Wednesday 24 July 2013

(25-07-2013) Dodd-Frank Is Much More Than Regulatory Overreach Bus1nessN3wz


Dodd-Frank Is Much More Than Regulatory Overreach Jul 23rd 2013, 08:00

US President Barack Obama listens as newly swo...

US President Barack Obama listens as newly sworn-in Director of the Consumer Financial Protection Bureau, Richard Cordray, speaks in the State Dining Room of the White House July 17, 2013 in Washington, DC. Obama spoke about the recent confirmation as Richard Cordray as the Director of the Consumer Financial Protection Bureau who was sworn in earlier that day. (Image credit: AFP/Getty Images via @daylife)

By George Pieler & Jens Laurson

The anniversary of the Dodd–Frank Wall Street Reform and Consumer Protection Act has caused a lot of nail-biting of late. There are worries that this omnibus financial services hyper-regulation act didn't really end "too big to fail" for big institutions (true, it made the problem worse), that it needs to be more decisive in restoring the old Glass-Steagall regime that divides traditional banking from other financial services, that it lacks adequate resolution authority for failed institutions and so on. All these concerns presume Dodd-Frank is basically a reasonable proposition and that, if anything, its regulatory matrix just isn't wide-ranging enough.

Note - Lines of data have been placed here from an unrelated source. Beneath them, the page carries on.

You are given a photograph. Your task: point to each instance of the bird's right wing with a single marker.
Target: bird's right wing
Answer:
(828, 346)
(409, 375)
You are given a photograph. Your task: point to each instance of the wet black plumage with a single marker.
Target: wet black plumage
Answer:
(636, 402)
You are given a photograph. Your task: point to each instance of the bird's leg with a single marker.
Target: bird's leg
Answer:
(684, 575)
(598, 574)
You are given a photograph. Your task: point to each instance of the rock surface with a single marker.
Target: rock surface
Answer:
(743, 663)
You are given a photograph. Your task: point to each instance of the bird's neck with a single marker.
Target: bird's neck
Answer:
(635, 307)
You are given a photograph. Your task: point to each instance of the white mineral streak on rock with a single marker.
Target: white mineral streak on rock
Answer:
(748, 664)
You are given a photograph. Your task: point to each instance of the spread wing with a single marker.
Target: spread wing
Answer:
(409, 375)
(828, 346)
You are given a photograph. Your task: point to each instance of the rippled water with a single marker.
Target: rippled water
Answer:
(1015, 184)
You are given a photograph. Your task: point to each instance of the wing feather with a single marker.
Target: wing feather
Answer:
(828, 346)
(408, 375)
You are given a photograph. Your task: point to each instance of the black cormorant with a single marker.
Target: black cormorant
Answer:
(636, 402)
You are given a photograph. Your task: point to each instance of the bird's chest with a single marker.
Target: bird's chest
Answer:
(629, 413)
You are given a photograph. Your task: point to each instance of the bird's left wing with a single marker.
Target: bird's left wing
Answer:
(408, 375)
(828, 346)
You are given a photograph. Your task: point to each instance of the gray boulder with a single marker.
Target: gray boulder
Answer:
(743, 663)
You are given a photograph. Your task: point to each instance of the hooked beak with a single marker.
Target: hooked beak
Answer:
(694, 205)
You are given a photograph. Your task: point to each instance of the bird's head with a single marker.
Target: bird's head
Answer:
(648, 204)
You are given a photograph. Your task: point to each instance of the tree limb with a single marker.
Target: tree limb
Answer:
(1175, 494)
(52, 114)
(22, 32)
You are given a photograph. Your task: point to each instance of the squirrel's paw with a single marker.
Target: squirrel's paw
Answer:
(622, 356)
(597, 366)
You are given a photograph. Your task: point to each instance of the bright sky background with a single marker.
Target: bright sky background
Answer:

But there are also critics who lament that the Senate, during the nomination of Richard Cordray to head Dodd-Frank's Consumer Financial Protection Bureau (CFPB), missed an opportunity to educate the public on the dangers of authorizing an unaccountable bureaucrat to wield large and undefined powers over the entire financial industry. This should have particularly troubled Congress, because Mr. Cordray's CFPB is buried in the Fed budget and not reachable by Congress's constitutional power of the purse.

There are also complaints over the designation of non-banks, including major insurers, as "systemically important" which makes them subject to heightened oversight as too-big-to-fail. At the same time "systemically important" status might intimidate smaller competitors who can't claim that special protection for themselves. The Financial Stability Oversight Council (FSOC), charged with "comprehensive monitoring of the stability of our nation's financial system" under Dodd-Frank, has just exploited its expansionary powers over nonbanks in the cases of AIG, GE Capital, and Prudential Prudential). Finally there is concern over the dearth of regulatory clarity created by the slow, slow rollout of the specific rules financial institutions must adhere to thanks to D-F.

Not slow enough, though, for financial institutions who must comply: nearly 14,000 pages of regulations have been cranked out to implement the new law, according to the Davis-Polk law firm's very thorough tracking system. They calculate this, alternatively, as 28 War and Peace-length novels, but without the redeeming social value.

Jacob Lew, U.S. Treasury Secretary, shares none of these concerns and has a sunny attitude toward the future of Dodd-Frank. Mr. Lew's motto is the boldly optimistic "Forward!" Secretary Lew tells the Financial Times that "Members of Congress who want to alter financial reform before it is fully in place should carefully consider implementation efforts that are approaching completion" while leaving open the possibility of even more rules defining, as needed, when banks are really too big to fail. Nor did Lew object to the ideology of restoring the Depression-era Glass-Steagall rules—just not right now.

This sounds all rather confused. But that may just be the point of Dodd-Frank: to keep everything churned up so that no one is sure at any given point what the rules really are. That way financial institutions (very broadly defined in D-F as banks, insurers, and anything else that might conceivably qualify) have to constantly ask for help and guidance from busy and powerful financial regulatory bureaucrats in figuring out what they may or may not do. The incomprehensible D-F is in a strong sense a convenient short leash, in other words, tightly held in many cases by the CFPB and FSOC, both of which are carefully insulated from the congressional oversight we would expect from important institutions in a modern democratic republic by virtue of being insulated by the Federal Reserve's 'independence' umbrella.

Back when the electronic ink was barely dry on the Dodd-Frank enactment, we wrote in Forbes that "A grossly ill-defined law, assigning massive authority over the entire financial sector (banking firms with assets $50 billion or more, plus nonbank financial firms as subjectively determined by the Fed, FDIC, et al.), is much more than a problem of regulatory overreach. It is a direct assault on the notion that government must have defined limits. What is more, the 'systemically important' strictures of Dodd-Frank put the Federal Reserve—probably the institution of the federal government least accountable to the public—in the driver's seat."

That warning seems more poignant still today, as does our 2010 conclusion that Dodd-Frank ought to be scrapped unless financial regulators are compelled to produce clear, bright-line guidance as to what banks et al. may or may not do. They haven't—despite ample time and opportunity to prove they can. Perhaps a wiser slogan for financial regulation today would be "Backward!"—back to rationality and fair competition and certainly back to the drawing board.